Volume 5 –
Perkiraan Jarak Antara Dua Insan – It walks by past
· Chapter 3:
Toko yang Sangat Indah
1. Sekarang: 8.0km; Masih 12.0km Lagi
Apa yang kau anggap benar maupun yang kau anggap salah didapati sepanjang perjalanan hidupmu, dari
pendidikan serta pengalaman. Kau bakal dipuji jika berperilaku baik dan akan dimarahi
jika berbuat buruk. Dari sini kau mulai menemukan perbedaan antara yang benar
dan salah. Sebaliknya, apa yang kau sukai dan kau tidak sukai bukanlah hal yang
orang lain ajarkan kepadamu. Secara tidak langsung, bisa saja kau menganggap
bayi yang tidak menyukai keju di masa yang akan mendatang sudah ditentukan
sedari awal sebagai takdir. Daripada beranggapan, hal-hal yang dia sukai
dipengaruhi oleh keturunan keluarga dan akan berkembang seiring dia tumbuh
dewasa? Bagaimanapun juga, hal ini sangat berhubungan dengan inti pertanyaan
akan apa yang orang tersebut paling senangi.
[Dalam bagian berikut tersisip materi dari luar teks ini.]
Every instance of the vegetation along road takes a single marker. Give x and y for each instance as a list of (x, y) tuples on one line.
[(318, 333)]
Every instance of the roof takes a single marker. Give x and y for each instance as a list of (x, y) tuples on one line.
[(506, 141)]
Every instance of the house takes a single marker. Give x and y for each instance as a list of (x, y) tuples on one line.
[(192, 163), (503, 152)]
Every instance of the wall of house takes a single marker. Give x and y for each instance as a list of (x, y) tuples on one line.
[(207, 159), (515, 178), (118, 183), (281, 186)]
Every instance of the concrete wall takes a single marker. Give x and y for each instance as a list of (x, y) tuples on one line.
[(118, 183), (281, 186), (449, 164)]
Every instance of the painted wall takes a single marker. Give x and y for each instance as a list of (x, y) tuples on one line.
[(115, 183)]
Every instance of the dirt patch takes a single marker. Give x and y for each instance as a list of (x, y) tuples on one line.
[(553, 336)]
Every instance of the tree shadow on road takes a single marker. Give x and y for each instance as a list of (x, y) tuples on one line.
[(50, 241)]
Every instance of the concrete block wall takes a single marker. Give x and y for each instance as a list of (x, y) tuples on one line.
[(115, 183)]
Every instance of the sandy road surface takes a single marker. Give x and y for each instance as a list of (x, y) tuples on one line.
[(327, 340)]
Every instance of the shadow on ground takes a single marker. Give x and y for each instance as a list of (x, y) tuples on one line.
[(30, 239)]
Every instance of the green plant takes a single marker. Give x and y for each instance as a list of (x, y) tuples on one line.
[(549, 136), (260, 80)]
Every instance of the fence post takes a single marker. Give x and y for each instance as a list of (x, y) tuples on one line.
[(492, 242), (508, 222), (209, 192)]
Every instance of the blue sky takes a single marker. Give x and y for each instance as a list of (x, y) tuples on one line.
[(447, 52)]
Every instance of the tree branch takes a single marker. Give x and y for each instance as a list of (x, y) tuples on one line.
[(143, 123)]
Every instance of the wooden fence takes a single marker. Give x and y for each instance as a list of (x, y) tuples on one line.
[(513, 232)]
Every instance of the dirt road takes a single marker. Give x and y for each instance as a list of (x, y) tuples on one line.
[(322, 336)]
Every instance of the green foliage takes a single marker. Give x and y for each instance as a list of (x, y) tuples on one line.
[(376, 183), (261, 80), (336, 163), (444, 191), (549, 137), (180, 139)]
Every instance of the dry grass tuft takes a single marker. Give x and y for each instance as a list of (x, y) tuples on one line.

Di sebuah hari penghujan itu, Satoshi pernah memberitahu ini ketika
pulang ke rumah. Dia lalu tersenyum dengan rendah diri dan melanjutkan.
“Di dalam dirimu Houtarou—kau yang memiliki jumlah sangat
tidak cukup antara hal yang kau sukai maupun tidak sukai—adalah kata hatimu
kalau kau menolak untuk membicarakannya. Itulah yang Mayaka akan katakan.
Tetapi aku tidak seperti itu.”
“Jika itu Ibara, dia mungkin akan mengatakan, ‘Itu yang
Fuku-chan akan katakan. Tetapi aku tidak seperti itu.”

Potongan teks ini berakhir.